EDITORIAL: Reduce barriers to growth
THE INTERNATIONAL MONETARY FUND (IMF) has given its verdict on Barbados’ economy following its latest national consultation. There is some measure of optimism. But clearly, the country needs to do much better if it is to get off the road of economic stagnation it has travelled since the global recession of 2008-09.
We can only hope that the outlook for the remainder of the year remains promising and that the economic forecast does not dissipate. Barbados needs to record robust growth if we are to have a better society and higher standard of living. It is that growth that will ensure the country can pay for health care, education and public infrastructure, and fight poverty without additional taxation.
While the global recession has had an undisputed impact on the economy, there are internal forces that have played a part in making a bad situation worse.
Poor productivity has been constantly identified as one.
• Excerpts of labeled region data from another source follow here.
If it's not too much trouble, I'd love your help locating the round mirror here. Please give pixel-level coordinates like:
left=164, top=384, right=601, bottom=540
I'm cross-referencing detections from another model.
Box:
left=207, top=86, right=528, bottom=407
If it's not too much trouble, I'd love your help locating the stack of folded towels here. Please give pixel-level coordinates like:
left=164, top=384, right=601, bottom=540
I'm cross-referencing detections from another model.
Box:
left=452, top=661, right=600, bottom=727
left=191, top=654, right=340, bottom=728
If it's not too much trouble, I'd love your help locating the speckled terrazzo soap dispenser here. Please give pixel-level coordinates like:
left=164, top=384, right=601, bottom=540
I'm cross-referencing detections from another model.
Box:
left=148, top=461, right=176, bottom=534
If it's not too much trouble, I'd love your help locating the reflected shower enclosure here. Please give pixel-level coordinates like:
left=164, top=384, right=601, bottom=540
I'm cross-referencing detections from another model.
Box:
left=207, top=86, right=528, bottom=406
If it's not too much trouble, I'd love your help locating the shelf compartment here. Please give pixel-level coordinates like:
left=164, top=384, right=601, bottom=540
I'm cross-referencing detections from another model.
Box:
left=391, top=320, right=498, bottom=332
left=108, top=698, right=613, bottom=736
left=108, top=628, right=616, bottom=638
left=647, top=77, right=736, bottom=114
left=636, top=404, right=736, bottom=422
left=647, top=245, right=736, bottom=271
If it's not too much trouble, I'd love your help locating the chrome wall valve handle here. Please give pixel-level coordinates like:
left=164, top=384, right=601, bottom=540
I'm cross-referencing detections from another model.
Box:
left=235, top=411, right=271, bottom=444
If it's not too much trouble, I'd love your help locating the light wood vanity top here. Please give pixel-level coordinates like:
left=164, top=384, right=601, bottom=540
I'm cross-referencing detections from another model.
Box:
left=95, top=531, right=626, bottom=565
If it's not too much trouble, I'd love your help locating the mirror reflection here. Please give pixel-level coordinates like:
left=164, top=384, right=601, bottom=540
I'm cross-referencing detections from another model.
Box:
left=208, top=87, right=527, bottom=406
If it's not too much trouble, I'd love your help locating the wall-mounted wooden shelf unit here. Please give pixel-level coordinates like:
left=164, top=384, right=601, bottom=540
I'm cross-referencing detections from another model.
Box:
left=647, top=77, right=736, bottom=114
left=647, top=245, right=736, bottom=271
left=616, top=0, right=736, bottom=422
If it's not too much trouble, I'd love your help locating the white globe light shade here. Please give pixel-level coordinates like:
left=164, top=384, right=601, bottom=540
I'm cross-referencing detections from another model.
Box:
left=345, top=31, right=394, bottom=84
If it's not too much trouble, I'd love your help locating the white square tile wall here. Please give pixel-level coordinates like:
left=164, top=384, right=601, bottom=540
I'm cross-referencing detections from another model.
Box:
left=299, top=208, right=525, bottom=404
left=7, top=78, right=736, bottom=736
It is a matter for Government, the private sector and labour.
There is also the need to reduce the barriers to growth, ensure the right fiscal incentives are in place for investment and workers, reform the public sector and embrace innovation such as the widespread use of alternative energy. The country also needs strong political leadership right at the top with no foot-dragging, especially as it relates to approval and implementation of plans.
It is not a time for stupid politics, but rational policies.
The IMF report comes at perhaps the ideal time. It lends credence to what the Central Bank has been saying about the economy and precedes the much anticipated Budget to be presented by Minister of Finance Chris Sinckler. He will have before him the recommendations of his economic advisers, the business community, labour and, of course, the IMF.
We expect that the economic reforms Government started will be continued,
but it is also true that many Barbadians are unable to shoulder more austere measures, cuts and further belt-tightening.
The minister will therefore need to decide whether his Budget will be one aimed at addressing the economic, fiscal and social issues by eliminating waste, reducing debts and focusing beyond austerity, or whether it will primarily be looking at merely cutting programmes and dealing the death of the welfare state.
The Budget must not shy away from addressing the concerns raised by international credit rating agencies which have downgraded Barbados’ bonds to junk status, making international borrowing more expensive and Government paper unattractive to institutional investors.
Mr Sinckler must understand Barbadians want compassion, optimism and prudence from him. The country wants a responsible approach to its fiscal policy which can open the doors to new quality, well-paying jobs, to help businesses prosper and attract foreign investment.
The debate must be clear on the pathway forward; austerity versus growth.